Karen Masters, manager, Emergency Response Service, Reading Scientific Services, looks at recent contaminant scares in the food manufacturing sector, such as melamine, and the lessons that can be learned.
If the recent scandal of melamine contamination proves anything, it is that the food processing industry, and other sectors, must always be prepared for the unexpected. For that matter, the same conclusion could be drawn from any of the food and pharmaceutical scares involving other chemicals such as bisphenol A (BPA), acrylamide, sudan red, diethylene glycol, and semicarbazide.
Of course, preparing for the unexpected is never easy. Routine screening cannot pick out every potential contaminant, and the sheer variety of potential contaminants and ‘routes of entry’ means it is impossible to guard against them all. That said, a company can be prepared to the extent of building its own analytical capability or partnering with external laboratories that can alert it to potential/known dangers and provide expertise in developing methods for detecting whatever contaminants may come to light.
The melamine danger first emerged, not with the contaminated milk powder that gained all the headlines, but with contaminated pet food. On March 15, 2007, the USFDA reported that certain pet foods were sickening and killing cats and dogs. The FDA found melamine and cyanuric acid in vegetable proteins imported into the US from China, which were being used as ingredients in pet food.
A portion of the tainted pet food was also used to produce feed for farm animals, and some of these animals were processed into human food. While US Government scientists determined that there was very low risk to human health from consuming these animals, they called for all tainted feeds and vegetable proteins to be recalled and destroyed. Regrettably, the fact that melamine had killed cats and dogs did not stop it being added to milk, with disastrous consequences for consumers and for the food industry. Prosecutions have recently taken place in China with two men receiving a death sentence for their part in the scandal.

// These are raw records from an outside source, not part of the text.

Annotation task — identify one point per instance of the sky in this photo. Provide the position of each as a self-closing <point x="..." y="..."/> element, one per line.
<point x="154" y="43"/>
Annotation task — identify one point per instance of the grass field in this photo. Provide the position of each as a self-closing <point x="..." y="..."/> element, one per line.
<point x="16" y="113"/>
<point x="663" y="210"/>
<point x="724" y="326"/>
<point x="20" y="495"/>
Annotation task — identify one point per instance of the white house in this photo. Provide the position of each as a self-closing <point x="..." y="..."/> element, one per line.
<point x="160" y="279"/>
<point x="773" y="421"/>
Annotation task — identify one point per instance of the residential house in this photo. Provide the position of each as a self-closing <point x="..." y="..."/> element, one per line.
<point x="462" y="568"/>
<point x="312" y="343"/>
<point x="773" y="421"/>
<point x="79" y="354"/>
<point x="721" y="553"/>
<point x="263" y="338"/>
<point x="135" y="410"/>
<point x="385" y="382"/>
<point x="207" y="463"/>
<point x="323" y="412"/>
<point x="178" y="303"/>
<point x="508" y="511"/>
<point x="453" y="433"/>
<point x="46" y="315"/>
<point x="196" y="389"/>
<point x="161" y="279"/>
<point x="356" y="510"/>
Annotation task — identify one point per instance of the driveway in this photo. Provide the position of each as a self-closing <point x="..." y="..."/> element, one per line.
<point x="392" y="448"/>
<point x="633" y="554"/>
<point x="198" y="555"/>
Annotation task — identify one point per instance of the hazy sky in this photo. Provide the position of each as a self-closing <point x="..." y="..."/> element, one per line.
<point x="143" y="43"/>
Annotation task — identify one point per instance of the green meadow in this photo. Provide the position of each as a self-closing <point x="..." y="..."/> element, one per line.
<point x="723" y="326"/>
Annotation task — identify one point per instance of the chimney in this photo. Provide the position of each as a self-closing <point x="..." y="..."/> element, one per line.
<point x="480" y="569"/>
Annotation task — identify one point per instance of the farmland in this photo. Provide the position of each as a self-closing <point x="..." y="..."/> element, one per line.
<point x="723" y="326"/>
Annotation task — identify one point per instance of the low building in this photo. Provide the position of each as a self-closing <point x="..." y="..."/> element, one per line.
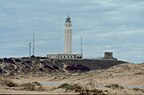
<point x="109" y="56"/>
<point x="64" y="56"/>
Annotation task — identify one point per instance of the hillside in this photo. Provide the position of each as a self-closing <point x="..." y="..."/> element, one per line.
<point x="19" y="66"/>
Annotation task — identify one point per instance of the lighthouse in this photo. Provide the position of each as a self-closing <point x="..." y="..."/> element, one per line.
<point x="68" y="54"/>
<point x="68" y="36"/>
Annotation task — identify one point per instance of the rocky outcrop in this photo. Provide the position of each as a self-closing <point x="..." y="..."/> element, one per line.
<point x="25" y="65"/>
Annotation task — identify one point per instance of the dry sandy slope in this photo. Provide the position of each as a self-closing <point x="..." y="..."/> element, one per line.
<point x="124" y="74"/>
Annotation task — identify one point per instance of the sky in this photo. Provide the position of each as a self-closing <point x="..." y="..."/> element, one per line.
<point x="106" y="26"/>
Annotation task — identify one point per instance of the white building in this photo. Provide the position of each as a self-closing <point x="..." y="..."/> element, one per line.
<point x="67" y="44"/>
<point x="68" y="36"/>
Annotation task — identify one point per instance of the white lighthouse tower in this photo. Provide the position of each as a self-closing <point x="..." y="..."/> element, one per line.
<point x="67" y="44"/>
<point x="68" y="36"/>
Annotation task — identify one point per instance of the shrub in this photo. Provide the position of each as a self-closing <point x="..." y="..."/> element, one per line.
<point x="35" y="86"/>
<point x="71" y="87"/>
<point x="9" y="83"/>
<point x="114" y="86"/>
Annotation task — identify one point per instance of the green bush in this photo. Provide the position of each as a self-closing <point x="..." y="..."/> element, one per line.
<point x="6" y="82"/>
<point x="35" y="86"/>
<point x="71" y="87"/>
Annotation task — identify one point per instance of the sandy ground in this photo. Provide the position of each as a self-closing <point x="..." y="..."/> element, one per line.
<point x="125" y="75"/>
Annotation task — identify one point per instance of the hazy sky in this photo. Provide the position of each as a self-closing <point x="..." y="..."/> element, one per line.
<point x="106" y="25"/>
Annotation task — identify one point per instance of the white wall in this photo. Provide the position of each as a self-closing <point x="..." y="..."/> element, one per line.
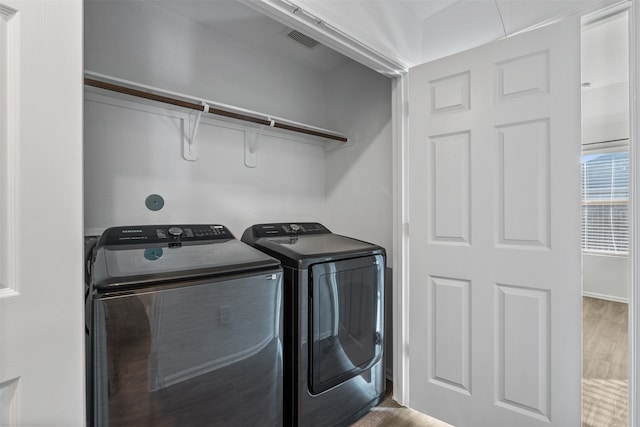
<point x="358" y="178"/>
<point x="605" y="117"/>
<point x="143" y="42"/>
<point x="605" y="277"/>
<point x="130" y="154"/>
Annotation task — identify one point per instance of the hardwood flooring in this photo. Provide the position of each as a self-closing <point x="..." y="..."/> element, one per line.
<point x="604" y="384"/>
<point x="604" y="363"/>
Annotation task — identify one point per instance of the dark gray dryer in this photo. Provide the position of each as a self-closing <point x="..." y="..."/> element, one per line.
<point x="184" y="329"/>
<point x="333" y="321"/>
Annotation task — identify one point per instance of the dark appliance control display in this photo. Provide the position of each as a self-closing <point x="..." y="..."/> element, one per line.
<point x="158" y="234"/>
<point x="289" y="229"/>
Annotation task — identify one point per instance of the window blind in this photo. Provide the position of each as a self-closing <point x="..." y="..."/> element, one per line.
<point x="605" y="202"/>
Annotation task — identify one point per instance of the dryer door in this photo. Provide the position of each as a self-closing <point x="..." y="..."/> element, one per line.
<point x="346" y="325"/>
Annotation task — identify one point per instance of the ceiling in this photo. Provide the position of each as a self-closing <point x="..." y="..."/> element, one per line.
<point x="442" y="27"/>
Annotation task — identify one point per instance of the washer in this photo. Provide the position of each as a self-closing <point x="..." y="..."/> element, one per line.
<point x="183" y="329"/>
<point x="333" y="321"/>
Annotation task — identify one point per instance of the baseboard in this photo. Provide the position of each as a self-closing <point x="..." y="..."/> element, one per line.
<point x="605" y="297"/>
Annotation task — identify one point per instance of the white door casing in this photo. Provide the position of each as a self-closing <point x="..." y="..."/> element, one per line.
<point x="41" y="280"/>
<point x="494" y="248"/>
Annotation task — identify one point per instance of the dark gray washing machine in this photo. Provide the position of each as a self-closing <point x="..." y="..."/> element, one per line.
<point x="184" y="329"/>
<point x="333" y="321"/>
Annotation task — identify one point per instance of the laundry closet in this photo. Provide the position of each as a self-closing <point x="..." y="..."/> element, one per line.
<point x="213" y="113"/>
<point x="238" y="173"/>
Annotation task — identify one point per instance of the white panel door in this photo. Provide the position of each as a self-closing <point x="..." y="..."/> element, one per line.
<point x="41" y="284"/>
<point x="494" y="178"/>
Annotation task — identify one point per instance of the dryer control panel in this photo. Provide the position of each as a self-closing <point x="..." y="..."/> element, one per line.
<point x="158" y="234"/>
<point x="289" y="229"/>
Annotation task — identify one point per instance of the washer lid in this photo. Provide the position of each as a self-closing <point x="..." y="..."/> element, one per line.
<point x="320" y="247"/>
<point x="129" y="265"/>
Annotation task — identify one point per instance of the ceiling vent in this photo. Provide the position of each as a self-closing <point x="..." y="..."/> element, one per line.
<point x="301" y="38"/>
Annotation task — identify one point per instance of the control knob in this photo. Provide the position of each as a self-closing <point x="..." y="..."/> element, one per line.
<point x="175" y="231"/>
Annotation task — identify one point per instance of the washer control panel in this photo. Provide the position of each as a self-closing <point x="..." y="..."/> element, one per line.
<point x="171" y="234"/>
<point x="289" y="229"/>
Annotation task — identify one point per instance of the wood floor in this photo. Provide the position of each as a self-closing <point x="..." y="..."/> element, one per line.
<point x="604" y="385"/>
<point x="604" y="363"/>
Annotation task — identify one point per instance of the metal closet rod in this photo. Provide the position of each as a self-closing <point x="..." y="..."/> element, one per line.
<point x="212" y="110"/>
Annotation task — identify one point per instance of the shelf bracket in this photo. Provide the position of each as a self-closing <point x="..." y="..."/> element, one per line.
<point x="251" y="139"/>
<point x="189" y="146"/>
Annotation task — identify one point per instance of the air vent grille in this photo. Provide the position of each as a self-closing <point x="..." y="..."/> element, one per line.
<point x="302" y="39"/>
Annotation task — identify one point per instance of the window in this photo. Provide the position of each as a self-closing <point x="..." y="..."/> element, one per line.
<point x="605" y="201"/>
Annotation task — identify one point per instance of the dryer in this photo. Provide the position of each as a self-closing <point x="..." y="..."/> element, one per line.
<point x="184" y="328"/>
<point x="333" y="321"/>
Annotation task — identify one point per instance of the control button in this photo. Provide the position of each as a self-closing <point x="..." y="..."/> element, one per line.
<point x="175" y="231"/>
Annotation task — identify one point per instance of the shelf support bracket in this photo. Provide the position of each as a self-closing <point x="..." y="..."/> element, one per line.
<point x="251" y="139"/>
<point x="189" y="146"/>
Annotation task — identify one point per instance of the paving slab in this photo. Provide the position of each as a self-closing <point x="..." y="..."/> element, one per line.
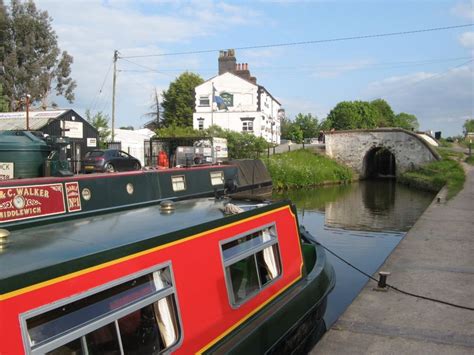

The first product found to be affected was powdered milk used in infant formulations. However, it rapidly became apparent that milk, milk beverages, yoghurt, ice cream, chocolate and ice cream bars were also contaminated. Many companies were forced to withdraw or recall products, especially in Asian markets, while the regulators in Europe and the US sought to implement rapid solutions to prevent contaminated supplies from entering local markets.
Melamine is an organic base used in plastics and resins, and it is banned in food. However, unscrupulous traders realised that melamine could be added to watered-down milk products to make them appear to contain more protein than they actually do. Melamine is a compound rich in nitrogen, and since a standard test for protein typically relies on measuring nitrogen levels, the addition of melamine represented a cheap but highly dangerous way of artificially appearing to boost the protein content.
It is not only melamine that has been used for this purpose. Other nitrogen-rich chemicals such as cyanuric acid and related compounds have been similarly implicated. It is the specific combination of cyanuric acid and melamine that many believe to be the main reason why so many pets died in the US cases referred to above. When cyanuric acid and melamine react, they form a precipitate, and it is possible this accumulated in the kidneys of the animals, causing their deaths.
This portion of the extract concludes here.